Surface opacity

Hi there,

I’m using OS X and Cocoa to create a viewport that has a transparent background. This is achieved by setting the NSOpenGLCPSurfaceOpacity parameter of a Cocoa NSOpenGLContext instance to 0.

The effect is that my gl drawing is nicely performed over the top of my desktop i.e. I can see right through the viewport and have my gl objects drawn on top - this is exactly what I want.

Unfortunately, performance is miserable on my old 500mhz G3. However if I set the opaqueness back to 1 then performance is great on my 500mhz G3.

I thus conclude that something interesting happens with OS X/OpenGL when a transparent background is being used.

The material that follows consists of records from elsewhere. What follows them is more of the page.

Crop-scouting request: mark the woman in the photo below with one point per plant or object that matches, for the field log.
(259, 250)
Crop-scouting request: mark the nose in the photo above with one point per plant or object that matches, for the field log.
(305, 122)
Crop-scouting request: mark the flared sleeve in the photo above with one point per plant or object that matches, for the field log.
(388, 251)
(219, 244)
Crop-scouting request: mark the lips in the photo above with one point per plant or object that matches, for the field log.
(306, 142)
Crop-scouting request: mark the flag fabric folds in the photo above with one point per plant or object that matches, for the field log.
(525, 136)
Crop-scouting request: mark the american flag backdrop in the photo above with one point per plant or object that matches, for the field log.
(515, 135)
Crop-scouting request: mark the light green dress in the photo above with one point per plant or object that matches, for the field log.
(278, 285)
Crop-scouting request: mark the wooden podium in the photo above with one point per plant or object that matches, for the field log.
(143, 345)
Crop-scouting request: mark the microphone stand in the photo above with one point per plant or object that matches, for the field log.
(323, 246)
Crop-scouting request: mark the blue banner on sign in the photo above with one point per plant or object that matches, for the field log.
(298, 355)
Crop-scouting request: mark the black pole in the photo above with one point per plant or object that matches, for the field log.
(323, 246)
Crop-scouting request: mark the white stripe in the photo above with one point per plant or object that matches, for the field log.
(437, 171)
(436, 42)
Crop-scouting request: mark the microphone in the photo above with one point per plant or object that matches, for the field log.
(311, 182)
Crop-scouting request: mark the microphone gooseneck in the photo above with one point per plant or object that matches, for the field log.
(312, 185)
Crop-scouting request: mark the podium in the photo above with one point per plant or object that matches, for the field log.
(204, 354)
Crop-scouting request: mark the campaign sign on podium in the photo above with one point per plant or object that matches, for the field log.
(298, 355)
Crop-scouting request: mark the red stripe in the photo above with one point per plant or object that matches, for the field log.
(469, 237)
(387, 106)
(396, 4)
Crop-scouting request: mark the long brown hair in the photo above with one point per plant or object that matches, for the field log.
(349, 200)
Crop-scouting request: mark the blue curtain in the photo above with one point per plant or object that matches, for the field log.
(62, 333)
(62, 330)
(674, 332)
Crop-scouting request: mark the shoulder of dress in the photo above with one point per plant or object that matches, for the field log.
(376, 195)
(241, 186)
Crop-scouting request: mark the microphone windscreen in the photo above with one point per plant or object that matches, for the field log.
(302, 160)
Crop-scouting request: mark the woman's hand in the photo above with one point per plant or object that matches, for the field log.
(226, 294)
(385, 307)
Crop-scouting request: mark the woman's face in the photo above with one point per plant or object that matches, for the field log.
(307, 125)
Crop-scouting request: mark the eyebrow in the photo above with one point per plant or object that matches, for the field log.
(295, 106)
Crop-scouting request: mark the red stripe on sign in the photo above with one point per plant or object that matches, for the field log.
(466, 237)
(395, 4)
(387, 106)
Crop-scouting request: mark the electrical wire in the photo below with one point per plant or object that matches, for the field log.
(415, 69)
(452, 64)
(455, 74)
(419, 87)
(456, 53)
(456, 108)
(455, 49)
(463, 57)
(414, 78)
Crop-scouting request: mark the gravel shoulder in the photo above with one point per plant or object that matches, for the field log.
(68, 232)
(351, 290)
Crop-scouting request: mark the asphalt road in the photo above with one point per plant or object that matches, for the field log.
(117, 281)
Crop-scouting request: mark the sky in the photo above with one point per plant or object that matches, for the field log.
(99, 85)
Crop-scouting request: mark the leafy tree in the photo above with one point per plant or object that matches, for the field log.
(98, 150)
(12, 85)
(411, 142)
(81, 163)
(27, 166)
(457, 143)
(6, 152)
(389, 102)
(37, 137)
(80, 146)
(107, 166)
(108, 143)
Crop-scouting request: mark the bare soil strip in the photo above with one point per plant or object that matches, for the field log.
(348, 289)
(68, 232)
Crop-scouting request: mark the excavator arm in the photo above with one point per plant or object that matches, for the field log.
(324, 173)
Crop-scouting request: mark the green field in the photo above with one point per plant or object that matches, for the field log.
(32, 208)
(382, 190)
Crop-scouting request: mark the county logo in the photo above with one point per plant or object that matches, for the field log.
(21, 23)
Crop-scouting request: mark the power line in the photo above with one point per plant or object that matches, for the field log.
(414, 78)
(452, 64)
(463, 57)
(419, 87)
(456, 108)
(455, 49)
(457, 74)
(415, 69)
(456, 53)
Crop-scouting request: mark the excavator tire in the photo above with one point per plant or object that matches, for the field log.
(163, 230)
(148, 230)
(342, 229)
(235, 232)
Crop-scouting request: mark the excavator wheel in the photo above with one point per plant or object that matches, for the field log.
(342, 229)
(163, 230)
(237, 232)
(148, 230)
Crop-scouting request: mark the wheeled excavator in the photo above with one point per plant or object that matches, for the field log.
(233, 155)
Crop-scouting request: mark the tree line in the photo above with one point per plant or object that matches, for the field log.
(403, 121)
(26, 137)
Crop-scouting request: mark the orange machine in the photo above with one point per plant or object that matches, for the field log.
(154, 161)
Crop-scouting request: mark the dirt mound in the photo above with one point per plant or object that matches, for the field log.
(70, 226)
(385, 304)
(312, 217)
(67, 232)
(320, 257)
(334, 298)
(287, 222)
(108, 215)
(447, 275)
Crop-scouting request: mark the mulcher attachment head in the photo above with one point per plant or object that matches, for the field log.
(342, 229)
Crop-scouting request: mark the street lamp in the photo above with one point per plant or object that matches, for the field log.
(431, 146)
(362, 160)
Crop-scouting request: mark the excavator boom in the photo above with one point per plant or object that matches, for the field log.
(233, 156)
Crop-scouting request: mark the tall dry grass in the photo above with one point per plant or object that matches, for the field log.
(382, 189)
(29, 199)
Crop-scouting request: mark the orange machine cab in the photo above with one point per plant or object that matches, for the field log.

Any thoughts on this anyone? Is there a better way to capure what is underneath my viewport and use that as a background image or something? I read somewhere that textures can be used to achieve this effect so any sample code would be highly appreciated.

Thanks for any help.

-C

I good guess is that this is not possible to do with hardware acceleration on so when you enable the transparency you only get software rendering.

Mikael

Originally posted by mikael_aronsson:
[b]I good guess is that this is not possible to do with hardware acceleration on so when you enable the transparency you only get software rendering.

Mikael[/b]

Interesting - thanks… I wonder if there’s a method of validating whether h/w rendering occurs or not… there’s a tool named OpenGL profiler provided with the OS X developer tools so I’ll take a deeper look.

Interestingly all is well on my Dual 1Ghz G4 - but that could be due to the fact that it is a Dual 1Ghz G4…

Any other techniques that I could employ here i.e. a pointer to some nice gl code that renders a background = to the desktop underneath the viewport… (or is this outside the realm of gl and more to do with the underlying OS?).